Why the buckling NYC Pfizer building matters to new affordable housing law
The 21st Century ROAD to Housing Act officially became law on Saturday, July 11, passing with rare bipartisan support but not with a presidential signature. President Donald Trump abruptly canceled the signing ceremony, withholding his signature to tie the bill’s implementation to the passage of the contested SAVE America Act.
The law, which aims to expand housing availability and affordability, takes effect just days after a high-profile structural failure at a buckling building in Manhattan prompted evacuations, putting renewed focus on the challenges of office-to-residential conversions — a key housing strategy that the new law incentivizes.
The allure of an empty office
Accelerated by the COVID-19 pandemic and the shift toward remote work, vacant office buildings have been viewed as a potential solution to America’s affordable housing crisis for several years. According to the Brookings Institution, a nonpartisan think tank, the primary driver of this interest is “market demand for more housing.”

Office buildings became candidates for housing conversion after the pandemic significantly reduced foot traffic in metropolitan areas, as commutes shifted from driving to the office to walking to the laptop. In the post-pandemic period, office vacancy rates have remained high. According to Moody’s Analytics data shared with Axios, the office space vacancy rate across 79 U.S. markets rose to 21% in the first quarter of 2026, up from 17% in 2020.
Inside the Housing Act
The newly passed housing bill includes key provisions aimed at increasing housing availability by targeting regulatory and financial roadblocks that have previously stalled office-to-residential conversions.
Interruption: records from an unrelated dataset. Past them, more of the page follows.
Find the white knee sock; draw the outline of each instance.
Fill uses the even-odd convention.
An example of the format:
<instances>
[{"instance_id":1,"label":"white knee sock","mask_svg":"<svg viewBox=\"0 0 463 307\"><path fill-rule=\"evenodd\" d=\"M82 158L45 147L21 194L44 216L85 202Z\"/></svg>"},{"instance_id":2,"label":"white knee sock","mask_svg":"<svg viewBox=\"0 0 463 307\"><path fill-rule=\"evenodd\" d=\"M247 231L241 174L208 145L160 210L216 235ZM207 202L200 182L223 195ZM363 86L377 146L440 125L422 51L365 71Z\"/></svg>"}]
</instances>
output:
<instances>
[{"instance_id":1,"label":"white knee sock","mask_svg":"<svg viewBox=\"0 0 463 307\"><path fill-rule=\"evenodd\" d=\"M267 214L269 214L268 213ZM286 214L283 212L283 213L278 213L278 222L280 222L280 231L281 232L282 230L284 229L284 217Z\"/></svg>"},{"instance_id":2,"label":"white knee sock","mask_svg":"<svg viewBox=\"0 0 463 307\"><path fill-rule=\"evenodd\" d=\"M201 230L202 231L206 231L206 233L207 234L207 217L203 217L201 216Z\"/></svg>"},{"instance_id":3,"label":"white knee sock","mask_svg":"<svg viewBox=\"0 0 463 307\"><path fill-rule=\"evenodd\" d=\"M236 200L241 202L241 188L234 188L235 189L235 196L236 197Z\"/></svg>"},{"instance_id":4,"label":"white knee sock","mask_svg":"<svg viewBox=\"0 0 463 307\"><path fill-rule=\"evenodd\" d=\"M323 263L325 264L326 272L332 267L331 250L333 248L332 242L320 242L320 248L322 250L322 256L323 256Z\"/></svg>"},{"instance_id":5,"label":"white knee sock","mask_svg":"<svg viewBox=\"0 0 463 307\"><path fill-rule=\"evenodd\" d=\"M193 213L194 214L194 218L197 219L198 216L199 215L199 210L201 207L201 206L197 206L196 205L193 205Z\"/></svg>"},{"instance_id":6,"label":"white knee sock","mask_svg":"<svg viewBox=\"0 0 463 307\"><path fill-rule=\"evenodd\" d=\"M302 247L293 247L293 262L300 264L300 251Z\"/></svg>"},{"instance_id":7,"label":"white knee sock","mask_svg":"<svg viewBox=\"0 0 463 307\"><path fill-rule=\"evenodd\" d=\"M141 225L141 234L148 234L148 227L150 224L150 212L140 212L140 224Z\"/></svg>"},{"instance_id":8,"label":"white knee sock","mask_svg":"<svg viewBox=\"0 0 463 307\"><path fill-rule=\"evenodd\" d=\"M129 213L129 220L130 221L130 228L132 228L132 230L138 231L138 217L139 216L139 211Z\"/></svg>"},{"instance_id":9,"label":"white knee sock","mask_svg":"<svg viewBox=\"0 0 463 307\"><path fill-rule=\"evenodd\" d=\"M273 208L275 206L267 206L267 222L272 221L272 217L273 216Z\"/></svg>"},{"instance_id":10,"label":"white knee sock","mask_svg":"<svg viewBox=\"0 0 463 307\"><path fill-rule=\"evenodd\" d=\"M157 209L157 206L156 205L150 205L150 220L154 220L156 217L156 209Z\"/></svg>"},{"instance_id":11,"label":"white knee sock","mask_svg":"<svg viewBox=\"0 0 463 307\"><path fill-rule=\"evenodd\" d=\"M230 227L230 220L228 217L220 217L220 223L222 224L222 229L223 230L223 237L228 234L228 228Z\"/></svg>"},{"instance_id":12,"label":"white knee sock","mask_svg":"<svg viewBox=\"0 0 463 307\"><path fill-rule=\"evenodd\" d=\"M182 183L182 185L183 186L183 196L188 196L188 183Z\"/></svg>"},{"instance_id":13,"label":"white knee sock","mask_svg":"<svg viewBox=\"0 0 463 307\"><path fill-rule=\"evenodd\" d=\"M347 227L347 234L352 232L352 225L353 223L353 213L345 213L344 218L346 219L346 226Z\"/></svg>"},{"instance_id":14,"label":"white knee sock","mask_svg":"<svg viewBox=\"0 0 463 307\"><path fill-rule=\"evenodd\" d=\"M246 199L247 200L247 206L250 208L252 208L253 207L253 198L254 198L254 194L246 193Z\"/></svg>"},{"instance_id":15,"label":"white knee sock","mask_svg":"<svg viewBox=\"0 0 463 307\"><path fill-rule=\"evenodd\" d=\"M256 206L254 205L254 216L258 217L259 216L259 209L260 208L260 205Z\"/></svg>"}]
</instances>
The section creates a pilot grant program to help local governments convert vacant commercial structures.
Another section of the bill fast-tracks environmental reviews and establishes a $200 million yearly grant program for municipalities to modernize their zoning, a bottleneck that prevents cities from adapting quickly to demand and easily re-zoning.
An additional provision instructs the Department of Housing and Urban Development to create guidelines allowing single-stairwell apartment layouts for buildings up to six stories, so developers can build apartments inside oddly shaped commercial buildings that aren’t suited to traditional apartment layouts.
A Lesson in Manhattan
Back in the Big Apple, a historic office-to-housing conversion prompted evacuations as two support columns began buckling and other floors sagged just days before the housing bill went into effect. The 37-floor building, previously a Pfizer headquarters, would be the largest project of its kind in New York City history and, in tandem with its neighboring building, would provide 1,600 apartments, according to the architectural firm behind the project, The New York Times reported.
The structural failure hints at a broader architectural reality: Unlike residential buildings, commercial buildings often feature large floor plates and windowless interiors. Carving concrete and steel to install individual residential plumbing and ventilation systems introduces new engineering challenges.
In the case of the Pfizer building, Nathan Berman, the firm’s founder, told The Wall Street Journal that the added load from widening the top floors likely caused the damage.
In 2023, a Moody’s analysis highlighted issues with conversions, noting that only 35 of the nearly 1,100 NYC office buildings tracked were suitable for conversion.
It’s still unclear whether converting empty offices into apartments will work everywhere, but the 21st Century ROAD to Housing Act is a big step toward trying new solutions to the housing shortage. The next few years will show if these changes can actually create safe and affordable homes. For now, the future of city living depends on how well these ideas are put into action by local leaders, builders and communities.